The last woman to be hanged in Britain was far from being the hysterical, brassy blonde she’s sometimes been portrayed as. STEPHEN LEWIS spoke to Wilberfoss author Carol Ann Lee about her new book on Ruth Ellis.

AT just before 9am on Wednesday July 13th, 1955, Albert Pierrepoint, the official hangman, entered the condemned cell at Holloway Prison where Ruth Ellis was waiting for him.

The 29-year-old nightclub hostess, who had admitted the murder of her lover David Blakely in court and had been condemned to death, sprang to her feet, knocking over her chair. It was the only time she showed any lack of composure, according to Wilberfoss true crime writer Carol Ann Lee.

There is a powerful, moving account of what happened next in Carol Ann’s latest book, A Fine Day For A Hanging.

Pierrepoint was “very reassuring, if you can say that of a hangman,” according to a female prison warder who was present, Carol Ann writes.

“He said to her ‘it’s all right, lass, it’s all right.’ He kept to the back of her so she wouldn’t see his face, picked up the chair and told her to sit down again.”

He then bound her hands behind her, and led her through to the execution room next door. Ruth never flinched, Carol Ann writes – not even when the executioner came to place a hood over her head. “When his fingers reached for Ruth’s long, loosely-combed hair, she looked at him and lifted the corners of her mouth in a faint smile.”

Afterwards, Carol Ann says, Pierrepoint was to describe her as the “bravest women he ever hanged.”

She was also, famously, the last women to be executed in the UK. Her hanging changed society for good, helping to strengthen public opinion for the abolition of the death penalty, which came ten years later.

As a 16 year old, Carol Ann watched Dance With A Stranger, the film starring Miranda Richardson as Ellis.

She has been fascinated by her ever since. Richardson’s performance was wonderful, she says – but she doesn’t think the film was entirely fair to its subject. “It portrayed her as this complete hysteric. She wasn’t like that.”

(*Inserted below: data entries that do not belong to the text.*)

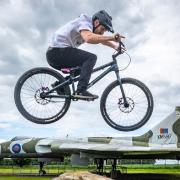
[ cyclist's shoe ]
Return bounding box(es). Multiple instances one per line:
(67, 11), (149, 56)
(51, 81), (64, 95)
(74, 91), (99, 99)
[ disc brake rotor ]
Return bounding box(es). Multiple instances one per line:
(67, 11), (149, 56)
(34, 87), (50, 105)
(118, 97), (135, 113)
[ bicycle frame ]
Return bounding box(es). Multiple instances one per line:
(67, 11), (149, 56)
(44, 52), (127, 105)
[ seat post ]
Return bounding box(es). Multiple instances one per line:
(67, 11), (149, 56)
(70, 72), (75, 94)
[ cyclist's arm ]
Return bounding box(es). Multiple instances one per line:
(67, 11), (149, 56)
(80, 30), (116, 44)
(102, 41), (119, 50)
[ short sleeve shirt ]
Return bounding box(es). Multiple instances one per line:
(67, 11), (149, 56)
(50, 14), (93, 48)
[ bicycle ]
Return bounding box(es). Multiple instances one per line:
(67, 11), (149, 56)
(14, 42), (154, 131)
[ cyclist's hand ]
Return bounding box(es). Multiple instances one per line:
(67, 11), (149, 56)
(115, 43), (126, 54)
(114, 33), (125, 42)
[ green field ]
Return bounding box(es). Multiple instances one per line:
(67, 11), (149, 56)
(0, 164), (180, 176)
(0, 176), (52, 180)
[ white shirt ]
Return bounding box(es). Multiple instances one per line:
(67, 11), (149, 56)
(50, 14), (93, 48)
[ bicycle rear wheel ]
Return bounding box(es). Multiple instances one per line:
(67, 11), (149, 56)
(14, 67), (71, 124)
(100, 78), (153, 131)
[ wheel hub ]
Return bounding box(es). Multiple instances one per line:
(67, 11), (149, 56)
(34, 87), (50, 105)
(118, 97), (135, 113)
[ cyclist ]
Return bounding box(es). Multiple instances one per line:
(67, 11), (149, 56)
(46, 10), (124, 99)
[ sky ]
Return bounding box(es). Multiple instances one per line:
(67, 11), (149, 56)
(0, 0), (180, 142)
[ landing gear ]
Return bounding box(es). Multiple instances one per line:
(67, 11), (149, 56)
(39, 162), (46, 176)
(96, 159), (104, 174)
(110, 159), (121, 179)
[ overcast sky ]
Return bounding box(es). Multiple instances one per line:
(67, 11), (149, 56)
(0, 0), (180, 141)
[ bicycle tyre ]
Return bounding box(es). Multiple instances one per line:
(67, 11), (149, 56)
(100, 78), (154, 131)
(14, 67), (71, 124)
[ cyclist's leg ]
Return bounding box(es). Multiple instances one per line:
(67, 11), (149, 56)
(46, 47), (97, 92)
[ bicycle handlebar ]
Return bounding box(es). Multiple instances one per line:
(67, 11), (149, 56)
(112, 41), (126, 58)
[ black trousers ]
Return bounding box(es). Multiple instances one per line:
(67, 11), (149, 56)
(46, 47), (97, 92)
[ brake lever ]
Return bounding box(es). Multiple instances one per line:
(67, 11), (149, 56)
(119, 41), (126, 54)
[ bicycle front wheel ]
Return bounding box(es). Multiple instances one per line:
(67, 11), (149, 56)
(100, 78), (154, 131)
(14, 67), (71, 124)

Nor was she the ‘scarlet woman’, the brassy blonde portrayed in so many newspaper accounts of the time. Instead, she was a calm, thoughtful person, driven to what she did by the intolerable nature of her relationship with Blakely.

Not that Carol Ann condones the murder. Blakely may have treated her dreadfully – but he was only a young man when she shot him to death outside the Magdala public house in Hampstead on Easter Sunday 1955.

“I feel real sympathy for him and for his family,” she says, speaking from her Wilberfoss home. “But I really liked Ruth, too.”

Having researched Ellis extensively, through court documents, letters and other material held in the National Archives, Carol Ann believes she felt driven to murder Blakely because she could see no other way out of the relationship.

She also believes Ellis honestly meant to kill herself that day, too. In the book, she describes how, having killed Blakely, Ellis put the gun to her own head.

But for some reason, she didn’t die. One eye-witness said she could not bring herself to pull the trigger. Carol Ann believes the gun may even have malfunctioned.

What really fascinates her, however – and what she focuses on in her book – is what happened after the killing.

Carol Ann, a 43-year-old mother of one, says that in her behaviour during the trial and subsequently in prison while awaiting execution, Ellis behaved with extraordinary dignity.

Ellis’s main concern was for her two children – her ten-year-old son Andy and three-year-old daughter Georgina. But the many letters she wrote from her prison cell, some of which Carol Ann quotes, reveal a woman who had come to accept what would be.

Often, they show a dry sense of humour. In one letter to a friend, she wrote: “Sorry about my notepaper. They couldn’t get my crest printed in here.” In another, she joked to a friend that her signature at the bottom might be worth a bit of money if it was sold to a newspaper.

In her career as a true-crime writer Carol Ann, who is in a relationship with Alan Bennett, younger brother of Keith Bennett, the victim of moors murders Ian Brady and Myra Hindley, has written about some appalling murders and murderers – not least Brady and Hindley themselves.

Ellis was an entirely different kind of person, she says. “She was a very likeable person. You could have had an interesting evening with Ruth Ellis – a lovely evening.”

A Fine Day For A Hanging by Carol Ann Lee is out now as a Mainstream paperback, priced £8.99.